I’m scared for my friends, and my family, and people I’ve never met who will find themselves in situations that were already stressful and painful and unimaginable (because regardless of what you’ve been told, nobody takes getting an abortion lightly), and now face legal repercussions for trying to make the decision that is best for their lives.

And I’m scared for myself because even if I never face any of the tragedies I’ve mentioned above, I know that conservatives will come for birth control next, forcing even more people to bring babies into a world, into a country, that is feeling more and more like a dumpster fire on wheels every day.

I am disgusted by all of this in so many ways, and as so many will think me a godless heathen for my opinions (my relationship with God is between me and God), I am most of all disgusted by this bastardization of Christianity that has taken hold in this country and is regularly used for the oppression of the vulnerable.

Is this freedom? Is this the small government you laud? Is this freedom from religious persecution when the government forces everyone to conform to evangelical Christian morals?

Maybe this will all fall on deaf ears, but at least I can rest in the knowledge that I have not remained silent while my rights were stripped away.

12 responses to “My Voice”

  1. Well said! Thank you for sharing this!

    1. Thank you for taking the time to read it, Becky!

  2. Thank you soo much for your well thought out and well constructed thoughts. I have been too emotional in the wake of the SCOTUS decision to express anything. I would add that the current justices have disgraced the whole court. We not longer have a legal system we have political hacks impersonating the wise and venerable impartial “adults in the room” that I grew up believing in as guardians of our democracy. I would also urge you to do one more thing above and beyond your written words. Michelle Obama has a movement. Consider going to We all Vote and participating in helping to register voters and drive people to the polls.

    1. It has been very emotional here as well. Things are scary right now, and the brokenness in the system is so disheartening. Thank you for your kind words and encouragement.

  3. BRAVO!!!!👏👏👏👏👏👏👏 Thank you for standing up strong and speaking the bold truth that so many others do not want to.

    1. Thank you, Jen <3

  4. I find this commentary most compelling! Thank you for your courage in sharing it! Thank you!! It is hard to stay apolitical when the stakes are so terribly high. You may take flack from this, but if you do, that’s the price you pay for courage. Not everyone likes to hear the truth!

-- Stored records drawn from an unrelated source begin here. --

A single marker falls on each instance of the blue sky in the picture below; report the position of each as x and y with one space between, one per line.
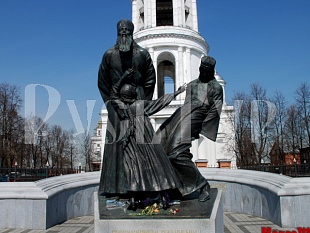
60 43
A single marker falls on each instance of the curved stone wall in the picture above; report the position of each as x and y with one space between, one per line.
42 204
280 199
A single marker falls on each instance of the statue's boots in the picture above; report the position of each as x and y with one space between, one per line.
204 193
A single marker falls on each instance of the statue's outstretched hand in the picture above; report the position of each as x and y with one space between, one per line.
128 77
181 89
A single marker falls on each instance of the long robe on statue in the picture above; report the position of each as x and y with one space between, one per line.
113 66
146 165
199 114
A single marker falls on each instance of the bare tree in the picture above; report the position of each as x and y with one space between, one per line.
242 129
278 139
302 96
10 103
86 150
260 122
292 129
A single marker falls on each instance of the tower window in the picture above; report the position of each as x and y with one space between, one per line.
164 13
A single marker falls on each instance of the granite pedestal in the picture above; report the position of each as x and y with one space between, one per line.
194 217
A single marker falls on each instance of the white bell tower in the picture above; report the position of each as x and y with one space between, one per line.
169 30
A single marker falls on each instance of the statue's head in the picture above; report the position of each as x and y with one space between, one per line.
207 68
128 93
124 35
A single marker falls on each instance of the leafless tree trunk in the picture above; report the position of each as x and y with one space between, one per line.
278 125
303 103
10 103
86 150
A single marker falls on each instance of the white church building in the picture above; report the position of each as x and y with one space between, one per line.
168 29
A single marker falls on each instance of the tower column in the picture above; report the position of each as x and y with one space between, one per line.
179 70
151 51
135 15
194 15
147 14
153 9
188 73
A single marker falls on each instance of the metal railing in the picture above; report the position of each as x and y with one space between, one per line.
293 170
33 174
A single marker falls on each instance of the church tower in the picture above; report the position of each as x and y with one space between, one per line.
169 30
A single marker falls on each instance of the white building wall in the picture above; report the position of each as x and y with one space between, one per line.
187 47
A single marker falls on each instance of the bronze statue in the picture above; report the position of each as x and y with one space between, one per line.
125 60
199 114
146 165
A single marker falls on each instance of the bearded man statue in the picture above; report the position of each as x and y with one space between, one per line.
128 61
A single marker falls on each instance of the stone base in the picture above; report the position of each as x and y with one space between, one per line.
194 217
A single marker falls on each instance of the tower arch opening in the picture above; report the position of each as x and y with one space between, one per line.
165 73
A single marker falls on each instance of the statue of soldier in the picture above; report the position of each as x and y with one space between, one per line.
200 114
131 62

    1. Thank you, David. Your encouragement and praise mean so much to me!

  5. I was trying to put my feelings into words just the other day and now you, dear friend, have did it for me. I am a 65 year old woman well beyond having a child. My husband, Ron’s mother had a botched abortion and bled out in St. Louis back in 1945. She left him at 2 years old. Women will die. Families will be ripped up. This is a terrible way to preach Loving your neighbor. Christianity has been hijacked by a Loud group and now all Christ Lovers are branded. I do not want the government in charge of my sister’s bodies. Lord help us!

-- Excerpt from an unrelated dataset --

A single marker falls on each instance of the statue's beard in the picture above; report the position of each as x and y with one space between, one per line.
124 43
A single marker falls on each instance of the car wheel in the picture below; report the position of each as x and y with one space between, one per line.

    1. I’m so sorry your husband lost his mother that way, Cherie. I fear such tragedies are going to become all too common in the coming months.

  6. Your commentary shows great maturity and heart. Thank you for sharing.

    1. Thank you, Vickie. It’s such a complex and issue, it’s inevitable that some angles get overlooked in the discourse and feelings get hurt, but no progress will be made if we don’t behave like adults. Thank you for reading.